Il 3 marzo, mentre l’Esercito Nazionale Libico accerchiava Bengasi e ne annunciava l’imminente liberazione dalle milizie jihadiste etero-dirette, l’ambasciatore USA a Roma chiedeva un intervento straniero in Libia diretto dall’Italia, indicando anche che Roma avrebbe dovuto dispiegare cinquemila soldati. Washington avrebbe appoggiato la spedizione con l’intelligence ma non avrebbe fornito truppe, ha dichiarato John Phillips al Corriere della Sera.

La richiesta dell’ambasciatore USA riflette il fatto che l’amministrazione Obama non è proprio felice dell’avanzata delle forze libiche, che fanno capo al Parlamento riconosciuto internazionalmente di stanza a Tobruk, almeno per due motivi: primo, perché esso è appoggiato militarmente dall’Egitto e politicamente dalla Russia, e in secondo luogo perché parte dell’amministrazione vuole mantenere un ruolo per gli amici della Fratellanza Musulmana che controllano Tripoli. Il piano di Tobruk invece è quello di marciare su Tripoli non appena il Parlamento voterà la fiducia al governo frutto della mediazione dell’inviato ONU Martin Kobler.

I francesi e i britannici, responsabili del caos libico assieme agli USA, reagiscono in modo diverso. Impossibilitati a ostacolare l’avanzata dell’Esercito Nazionale, sono saliti sul carro del vincitore e fornito consiglieri militari al suo leader, il generale Khalifa Haftar.

Il desiderio non tanto nascosto della compagine anglo-franco-americana è quello di ottenere la tripartizione della Libia in un nuovo schema coloniale.

Finora il governo italiano ha respinto le pressioni di Washington.

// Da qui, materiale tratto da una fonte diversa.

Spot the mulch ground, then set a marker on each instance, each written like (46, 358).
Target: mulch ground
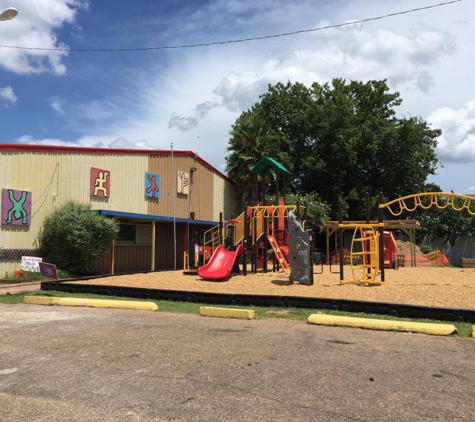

Matteo Renzi ha dichiarato domenica: “Vedo gente che dice mandiamoci 5mila uomini. È un videogioco? Ci vuole molta calma”.

Una spedizione militare italiana sarebbe una sciocchezza strategica, come hanno osservato molti esperti militari. Essa interferirebbe sia con l’agenda dell’ONU che con la campagna militare dell’Esercito Libico.

Ad esempio il gen. Leonardo Tricarico, ex capo di stato maggiore dell’aeronautica, ha stigmatizzato l’eventuale decisione “di intervenire senza richiesta di intervento da parte di un esecutivo libico, accordandosi con le tribù e le milizie dell’area di tradizionale interesse energetico italiano, ovvero la Tripolitania in cui si trova il terminal Eni di Mellitah, mentre le forze speciali francesi e inglesi sono schierate in Cirenaica a sostegno delle forze del governo di Tobruk. Una scelta di divisione del territorio per aree di influenza dal sapore neocolonialistico”.

Mentre un intervento straniero sarebbe considerato ostile da quasi tutte le fazioni libiche, una soluzione di tipo “siriano”, e cioè con truppe nazionali appoggiate da una forza alleata, come l’Egitto, è quella che può unificare il paese e sradicare il terrorismo.